Many of us attending Artful Threads powerfully desired this hand-painted silk scarf.
Many of us attending Artful Threads powerfully desired this silk scarf hand painted by Cheri Reckers.

 

Speaking about creativity – we were, yes? – lately I’ve been noticing a LOT of synchronicity going on. Two weeks ago, three AWAG (guild) members and I headed off to Tucson for the hook-in down that way. Last weekend, I participated in a hooking demo at Artful Threads with creative women in Belen, New Mexico. Various fiber arts were demonstrated in one of the cooler sites I’ve visited since moving here.

A Grenfell-style mat by ____ offered at Artful Threads as a raffle gift.
A Grenfell-style mat by Vi Darcy offered at Artful Threads as a raffle gift.

 

 

There was a ginormous rail yard next to the Harvey House Museum where we were. This week there’s a fiber sale happening as part of Artful Threads; I’m taking Tom with me if only so that he can see more of the state we now call home . He’ll love all the trains coming and going.

Meanwhile, I’m seeing all kinds of creativity memes and such on Facebook. Just today I saw this from writer Julia Cameron:

As artists, the creative dream we move toward is often visible to us– but invisible to those around us.

Go on, create, bring forth what’s in you no matter what the naysayers or your spouse or parents say. They’re too myopic or maybe just too busy doing their own thing to see the highway you’re traveling on.

And don’t be afraid you won’t be good at your art, whatever it might be. Jon Marro‘s I’MPERFECT reminds us not to get caught up in a quest for perfection. Salvador Dali does likewise.

Have no fear of perfection, you’ll never reach it.

So keep working, reaching for your own particular star in your own particular medium be it hooking or painting or writing or dancing or bowling or… Forget the fear of not being as good as someone else, even if that person appears perfect. I mean, should we all stop hooking just because our mats and rugs don’t look like Deanne Fitzpatrick‘s or Susan Feller‘s or Lynn Stein‘s or any other artist’s work we see in Rug Hooking Magazine? Of course not! Use them as inspiration for your own pieces.

The New York Times even has a terrific article about raising creative children. Read it here.

But what’s really brought all this creativity talk home to me is Elizabeth Gilbert‘s book,

Big Magic: Creative Living Beyond Fear. In late December or early January Beth Miller of Parris House Wool Works in Maine created a Hooks and Books live action and online book club. The first book she proposed was Gilbert’s. What the hell, I thought. I don’t have a book club here. So, I read it.

Much of what Gilbert says in the book is the butt-in-the-chair, labor of love shit that I would call preaching to the choir of creative folks who would typically buy this book.

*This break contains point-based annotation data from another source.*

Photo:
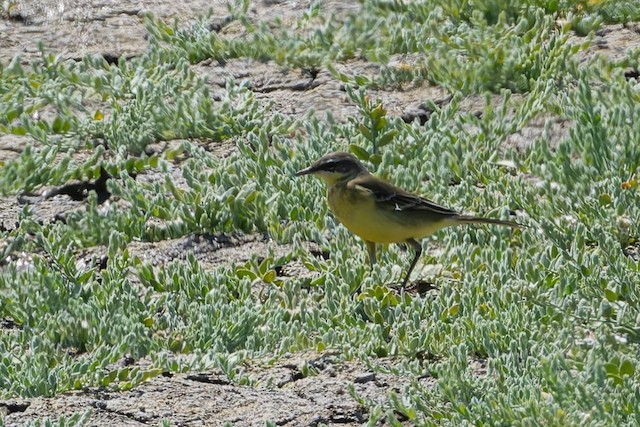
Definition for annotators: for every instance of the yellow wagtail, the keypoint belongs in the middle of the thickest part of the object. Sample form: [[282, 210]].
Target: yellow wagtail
[[379, 212]]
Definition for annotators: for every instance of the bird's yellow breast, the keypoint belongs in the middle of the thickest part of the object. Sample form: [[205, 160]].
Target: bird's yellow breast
[[358, 212]]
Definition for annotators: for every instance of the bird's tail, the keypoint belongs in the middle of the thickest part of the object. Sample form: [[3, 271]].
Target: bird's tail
[[467, 219]]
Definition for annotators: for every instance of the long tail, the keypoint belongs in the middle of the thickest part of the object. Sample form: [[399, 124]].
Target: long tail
[[479, 220]]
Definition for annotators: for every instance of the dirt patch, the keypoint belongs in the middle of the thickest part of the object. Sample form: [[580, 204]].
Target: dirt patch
[[281, 393]]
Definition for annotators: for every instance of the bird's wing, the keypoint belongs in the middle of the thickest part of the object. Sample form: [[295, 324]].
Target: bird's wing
[[393, 198]]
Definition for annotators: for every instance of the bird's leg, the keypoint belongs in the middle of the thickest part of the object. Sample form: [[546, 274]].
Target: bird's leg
[[371, 248], [417, 247]]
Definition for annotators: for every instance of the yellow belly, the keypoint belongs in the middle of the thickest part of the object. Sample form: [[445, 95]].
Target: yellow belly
[[358, 214]]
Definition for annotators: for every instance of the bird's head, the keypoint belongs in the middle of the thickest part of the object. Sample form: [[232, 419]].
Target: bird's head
[[335, 167]]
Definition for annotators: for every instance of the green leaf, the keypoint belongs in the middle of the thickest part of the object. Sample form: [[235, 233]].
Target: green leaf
[[359, 152]]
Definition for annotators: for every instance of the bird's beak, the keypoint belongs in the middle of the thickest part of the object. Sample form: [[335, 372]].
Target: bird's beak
[[305, 171]]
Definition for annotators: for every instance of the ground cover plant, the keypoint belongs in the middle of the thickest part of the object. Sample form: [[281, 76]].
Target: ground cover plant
[[534, 327]]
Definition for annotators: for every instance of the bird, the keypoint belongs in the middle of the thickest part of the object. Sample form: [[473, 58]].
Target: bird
[[380, 212]]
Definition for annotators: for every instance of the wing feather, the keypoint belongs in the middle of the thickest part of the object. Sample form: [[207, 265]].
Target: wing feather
[[394, 198]]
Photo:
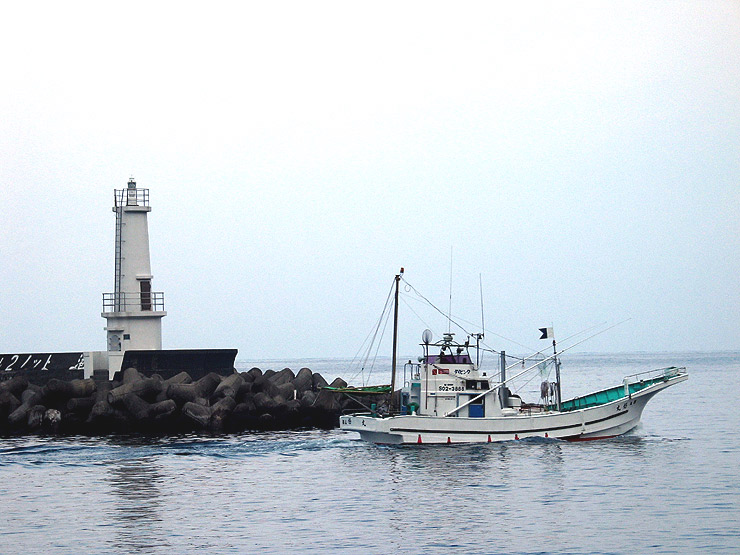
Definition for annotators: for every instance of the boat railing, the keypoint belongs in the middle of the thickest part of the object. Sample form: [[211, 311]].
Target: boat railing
[[653, 375]]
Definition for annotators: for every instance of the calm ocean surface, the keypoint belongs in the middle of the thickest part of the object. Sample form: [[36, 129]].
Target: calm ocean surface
[[670, 486]]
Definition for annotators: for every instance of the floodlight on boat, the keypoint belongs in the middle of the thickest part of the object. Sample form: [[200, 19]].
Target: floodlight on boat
[[427, 336]]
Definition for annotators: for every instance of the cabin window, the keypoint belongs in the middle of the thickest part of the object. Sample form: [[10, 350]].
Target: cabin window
[[146, 294]]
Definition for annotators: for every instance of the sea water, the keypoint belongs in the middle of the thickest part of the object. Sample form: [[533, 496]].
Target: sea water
[[670, 486]]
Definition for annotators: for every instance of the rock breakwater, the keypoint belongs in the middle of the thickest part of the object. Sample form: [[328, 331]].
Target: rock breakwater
[[132, 402]]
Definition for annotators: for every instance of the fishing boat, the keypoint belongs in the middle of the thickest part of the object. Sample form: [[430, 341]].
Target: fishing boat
[[446, 398]]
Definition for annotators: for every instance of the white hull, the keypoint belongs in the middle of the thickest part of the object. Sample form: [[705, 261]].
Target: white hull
[[603, 421]]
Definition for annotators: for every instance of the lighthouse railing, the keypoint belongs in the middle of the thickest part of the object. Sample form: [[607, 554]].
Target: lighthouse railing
[[148, 301], [131, 197]]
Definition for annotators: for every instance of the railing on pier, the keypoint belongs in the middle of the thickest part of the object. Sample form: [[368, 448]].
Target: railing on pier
[[133, 302]]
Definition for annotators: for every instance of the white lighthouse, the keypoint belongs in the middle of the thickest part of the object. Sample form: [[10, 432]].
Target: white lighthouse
[[133, 311]]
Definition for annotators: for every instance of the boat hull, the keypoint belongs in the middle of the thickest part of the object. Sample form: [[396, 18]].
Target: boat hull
[[599, 422]]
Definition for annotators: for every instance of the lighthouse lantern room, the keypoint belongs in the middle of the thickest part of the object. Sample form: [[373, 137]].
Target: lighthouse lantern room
[[133, 311]]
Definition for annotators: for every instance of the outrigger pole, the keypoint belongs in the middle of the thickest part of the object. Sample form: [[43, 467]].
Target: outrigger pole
[[395, 340]]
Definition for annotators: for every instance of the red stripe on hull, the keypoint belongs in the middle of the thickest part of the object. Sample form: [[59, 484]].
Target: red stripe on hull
[[581, 438]]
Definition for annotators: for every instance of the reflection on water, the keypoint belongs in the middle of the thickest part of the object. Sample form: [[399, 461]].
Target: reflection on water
[[671, 486], [137, 505]]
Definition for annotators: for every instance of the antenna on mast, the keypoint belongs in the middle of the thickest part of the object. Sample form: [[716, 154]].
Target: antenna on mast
[[482, 322], [449, 313]]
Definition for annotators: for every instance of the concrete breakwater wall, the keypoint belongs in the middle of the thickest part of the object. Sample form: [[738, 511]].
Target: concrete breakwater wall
[[131, 402]]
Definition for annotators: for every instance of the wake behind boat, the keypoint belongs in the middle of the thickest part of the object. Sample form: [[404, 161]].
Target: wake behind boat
[[447, 399]]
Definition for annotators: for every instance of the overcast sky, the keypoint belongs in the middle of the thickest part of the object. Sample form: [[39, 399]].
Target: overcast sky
[[580, 159]]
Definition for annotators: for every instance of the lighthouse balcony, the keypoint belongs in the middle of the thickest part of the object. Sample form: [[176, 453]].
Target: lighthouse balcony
[[146, 301]]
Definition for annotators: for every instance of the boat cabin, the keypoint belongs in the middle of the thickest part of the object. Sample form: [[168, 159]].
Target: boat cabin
[[445, 378]]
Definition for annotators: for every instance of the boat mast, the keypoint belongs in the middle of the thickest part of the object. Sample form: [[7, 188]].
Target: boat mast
[[557, 370], [395, 340]]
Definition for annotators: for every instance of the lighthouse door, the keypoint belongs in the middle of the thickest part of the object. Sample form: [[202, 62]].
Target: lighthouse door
[[146, 294]]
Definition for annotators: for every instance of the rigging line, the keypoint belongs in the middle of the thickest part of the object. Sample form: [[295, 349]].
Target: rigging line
[[450, 320], [482, 321], [374, 333], [383, 316], [372, 367], [449, 317]]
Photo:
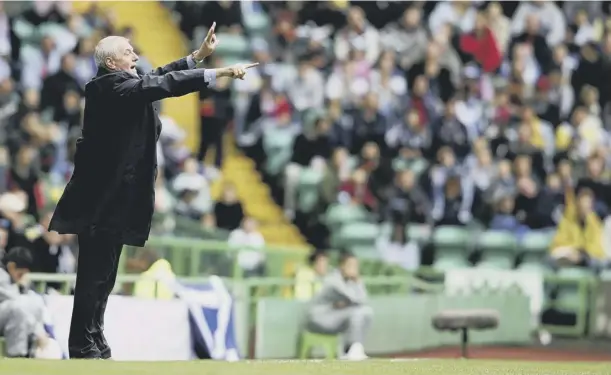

BUT, I’m in a place in my life where I’m actually able to appreciate what she has to say. The bit about combinatory play especially resounded. Combinatory play, Gilbert writes, is “the act of opening up one mental channel by dabbling in another.”

I used to write fiction a lot more than I hooked. Then life became vastly more complicated, particularly with a child having anxiety, emotional, behavioral, and academic issues. Preparing for a move across country didn’t make it any less so. Our emotions in the house were up and down, fighting and flighting. During those years, I moved more into hooking. Even though I design my own rugs, it was a hell of a lot easier in the evening (because that is when I would have time for such personal endeavors) to hook than to contemplate plots and character to write an actual story. I have continued as an assistant editor at Fifth Wednesday, a kick-ass lit journal out of Chicago – I read the slush pile – but it’s always more stress-free to read someone else’s work than to write my own stuff. Plus, I consider it my way of giving back to literature, another labor of love.

Since we’ve moved, though, I’ve been feeling the tug of writing again. I’ve even had some fits of starting and stopping. But I hear the call, and it’s only getting stronger. Maybe it’s because the kid’s graduated from high school (thank you, God!) and has started working (bless you, Target!), and we’ve mostly settled into the new house. Meanwhile, there’s a small but active hooking community out here in in Albuquerque that’s been incredibly welcoming. They’re very open to my less-than-traditional way of hooking. Between them, the scenery, and all the art out here, my own creativity idea well is starting to really fill up again. Or maybe that well is just more accessible now. I’m 51 and I get to re-invent myself to some degree, dump some of my own insecurities, and just explore what I am at this moment: a writer and a hooker.

A friend recently looked at some of my hooking on Facebook and asked a question that gave the writer in me goose bumps.

“Do you hide secrets in your hooking?”

How would you respond?

The rug currently on my frame. What exactly am I hiding in it? Or will I hide in it?
The rug currently on my frame. What’s hiding in it?